After school on Wednesday, we had an impromptu excursion to the Barfuß Park in Dornstetten, about 15 minutes outside of Horb. I will have a separate post with a photojournal of my experience there, because I took a lot of photos. The park was an absolutely amazing experience for me.
If you have known me for the past five or so years, then you know about my issues with my feet, and you know how much I appreciate them now. The Barfuß Park provides an opportunity for people who might normally wear shoes for most of the day, if not all day, to remove their shoes and remember what it’s like to feel all sorts of sensations on a largely unappreciated part of the body. We waded through freezing cold water, jumped across an incredibly springy trampoline, sloshed through mud, and stepped on all kinds of materials, from pinecones to nails, from rocks to glass, and all while admiring the glorious splendor of the forest that encompasses the park. There were some ropes courses where hands were definitely required, but the focus was on the feet. This park brings awareness to our feet, which carry us through all days, good and bad. Our feet are capable of incredible things, and they allow us to engage in wonderful activities, and the Barfuß Park allows us to remember to appreciate how truly lucky we are to have functional, beautiful feet. I almost didn’t attend this excursion because of the amount of studying I need to do, and I am truly thankful that I was compelled to go at the last moment. I highly recommend, if not insist, that everyone who is given the opportunity should experience such a place.

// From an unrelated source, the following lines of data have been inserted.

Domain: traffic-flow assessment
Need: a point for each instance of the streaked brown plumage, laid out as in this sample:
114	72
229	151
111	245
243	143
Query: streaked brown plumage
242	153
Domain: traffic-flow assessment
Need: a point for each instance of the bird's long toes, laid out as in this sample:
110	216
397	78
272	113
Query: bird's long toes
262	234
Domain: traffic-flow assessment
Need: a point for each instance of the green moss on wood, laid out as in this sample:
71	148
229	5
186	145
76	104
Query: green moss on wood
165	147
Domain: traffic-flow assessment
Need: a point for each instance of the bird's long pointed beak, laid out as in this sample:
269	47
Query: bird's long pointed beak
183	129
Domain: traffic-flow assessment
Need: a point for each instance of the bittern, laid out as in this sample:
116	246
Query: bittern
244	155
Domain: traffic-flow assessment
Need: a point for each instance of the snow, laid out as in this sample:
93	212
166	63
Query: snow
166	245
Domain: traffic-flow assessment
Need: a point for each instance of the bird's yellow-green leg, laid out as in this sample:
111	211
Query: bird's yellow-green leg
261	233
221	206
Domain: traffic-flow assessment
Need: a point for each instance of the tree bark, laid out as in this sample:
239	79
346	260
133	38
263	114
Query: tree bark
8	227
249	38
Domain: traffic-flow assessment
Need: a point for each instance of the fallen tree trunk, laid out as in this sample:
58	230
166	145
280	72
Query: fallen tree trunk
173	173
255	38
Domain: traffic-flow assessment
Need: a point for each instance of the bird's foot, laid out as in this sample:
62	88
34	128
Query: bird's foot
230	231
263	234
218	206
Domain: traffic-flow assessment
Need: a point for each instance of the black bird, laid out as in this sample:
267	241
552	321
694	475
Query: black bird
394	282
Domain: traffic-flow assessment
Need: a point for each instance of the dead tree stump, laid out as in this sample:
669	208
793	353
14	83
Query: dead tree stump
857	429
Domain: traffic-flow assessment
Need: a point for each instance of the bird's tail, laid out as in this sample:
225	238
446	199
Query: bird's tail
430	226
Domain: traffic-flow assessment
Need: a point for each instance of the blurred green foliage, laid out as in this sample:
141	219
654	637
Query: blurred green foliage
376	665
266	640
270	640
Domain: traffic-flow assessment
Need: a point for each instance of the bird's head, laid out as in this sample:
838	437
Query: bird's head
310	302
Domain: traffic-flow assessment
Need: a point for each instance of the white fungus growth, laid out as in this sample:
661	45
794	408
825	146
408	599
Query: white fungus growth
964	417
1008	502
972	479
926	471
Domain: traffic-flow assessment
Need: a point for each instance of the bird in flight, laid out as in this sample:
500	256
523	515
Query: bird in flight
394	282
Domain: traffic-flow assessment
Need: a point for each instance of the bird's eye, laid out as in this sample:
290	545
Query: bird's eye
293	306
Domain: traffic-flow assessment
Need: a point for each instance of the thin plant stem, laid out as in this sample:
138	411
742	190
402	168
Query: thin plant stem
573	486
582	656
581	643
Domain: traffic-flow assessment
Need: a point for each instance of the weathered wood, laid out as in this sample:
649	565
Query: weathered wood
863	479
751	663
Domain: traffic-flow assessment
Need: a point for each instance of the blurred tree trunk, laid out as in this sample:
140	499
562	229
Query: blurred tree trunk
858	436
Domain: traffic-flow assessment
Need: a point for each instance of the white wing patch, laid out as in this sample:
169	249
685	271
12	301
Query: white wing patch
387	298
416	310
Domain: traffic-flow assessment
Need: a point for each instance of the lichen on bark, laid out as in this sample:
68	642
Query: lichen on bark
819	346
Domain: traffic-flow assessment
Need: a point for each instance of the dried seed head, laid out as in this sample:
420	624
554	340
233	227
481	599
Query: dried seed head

Thursday passed by rather quickly, and I spent almost the entire evening studying. The Brazilians had a party, but Nick and I didn’t go. There will be many parties over the next month, so we decided we should spend the time expanding our German vocabularies.
Today was a short day that ended with a 90-minute tutorial, and we Ahldorfers returned home after a trip to Kaufland to get some drinks to celebrate a successful and productive first week in Horb. I bought some Pale Ales that I will try out tonight, and I will provide a review in my next post.
I will soon write another post in which I discuss various aspects of German life, but for now, I have been on the computer long enough. Tschüss!